“Our Friends,” the Saudis

While we gear up for a long day and evening tracking election returns, we should update our story from three weeks ago entitled “What Are the Saudis Up To?” There I wondered about the Saudi decision to maintain current production levels in the face of falling oil prices:

But could there be a more sinister reason? If oil prices keep falling, it will not only hurt some of the Saudis’ OPEC partners who have high production costs and big requirements for oil revenues to fund their governments (especially Venezuela and Iran), but it could put the squeeze on American producers, perhaps even leading to a domestic oil crash as happened in Texas and Oklahoma in the mid-1980s. “Our friends, the Saudis” wouldn’t do that, would they?

This morning the Wall Street Journal reports the following:

Oil prices tumbled to their lowest point in more than two years after Saudi Arabia unexpectedly cut prices for crude sold to the U.S., likely paving the way for further declines and adding to pressure on American energy producers.

Okay, so they’re preserving market share perhaps. But read on to this bit:

Meanwhile, Saudi Arabia raised the prices for its oil in other locations, including Asia, where the country had cut its prices for four consecutive months.

Market watchers had expected the Saudis to either cut prices in every major region, suggesting an intention to compete for buyers, or to raise prices across the board. Asia has been an especially competitive market for exporters in recent months, so the focus on maintaining market share in the U.S. was surprising to traders, some of whom interpreted the action as taking aim at U.S. shale-oil production rather than being driven by supply and demand. (Emphasis added.)

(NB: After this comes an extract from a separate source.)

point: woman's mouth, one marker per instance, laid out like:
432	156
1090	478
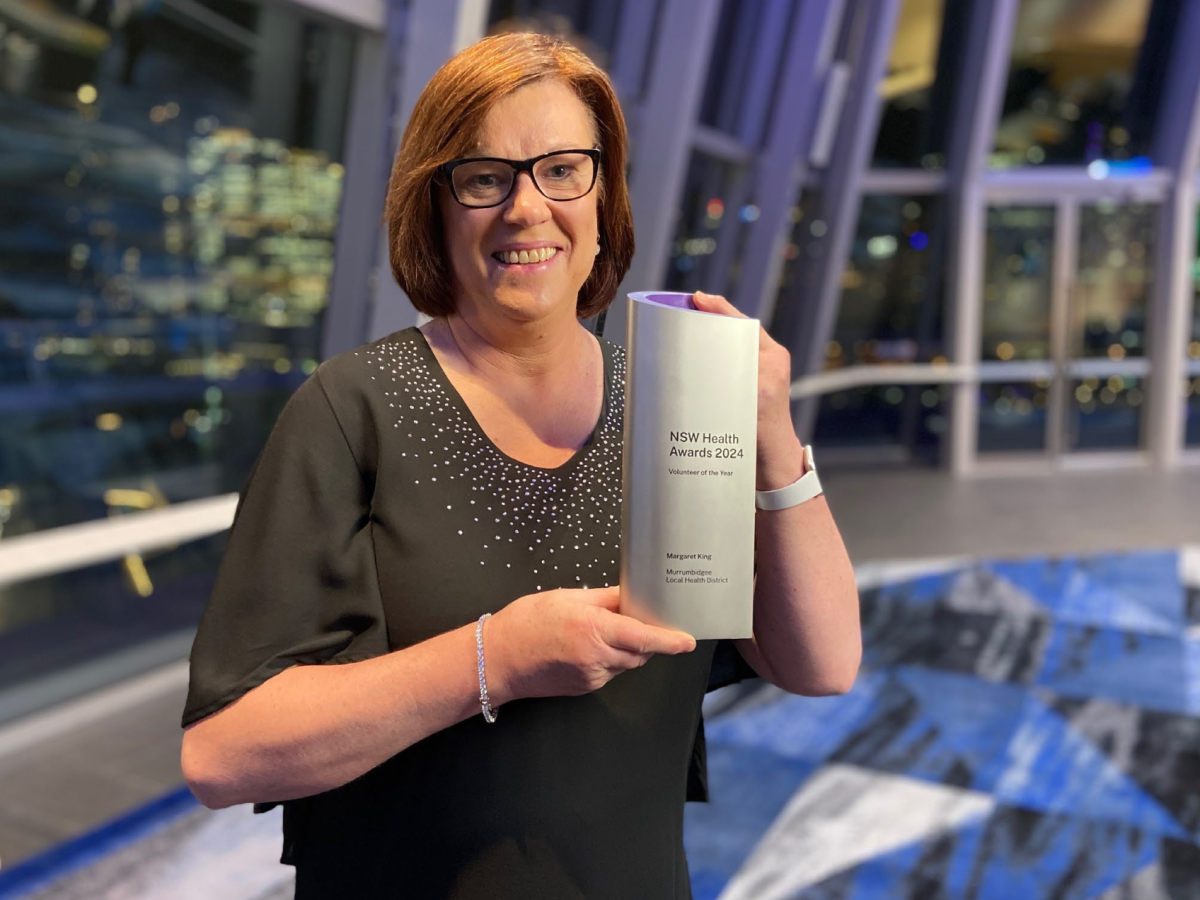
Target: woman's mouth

So “our friends, the Saudis” are only cutting prices for the U.S., eh. Good for motorists and consumers here, of course. But if Saudi Arabia (and OPEC generally) were a domestic corporation, it would be vulnerable to antitrust prosecution for predatory pricing. To be sure, “predatory pricing” is a dubious economic doctrine—except in a geopolitical context. If the Saudis were really our political allies, they’d be doing just the opposite, and cutting prices to customers for Russian, Iranian, and Venezuelan oil.

This is what happens when you have a president that foreign nations easily hold in contempt. Maybe we should crash the global market for the Saudis, by opening up our strategic petroleum reserve, fast-tracking the Keystone pipeline, and announcing the opening of large amounts of federal land for rapid development and production.   But that would also require a president with . . . well, you know the rest.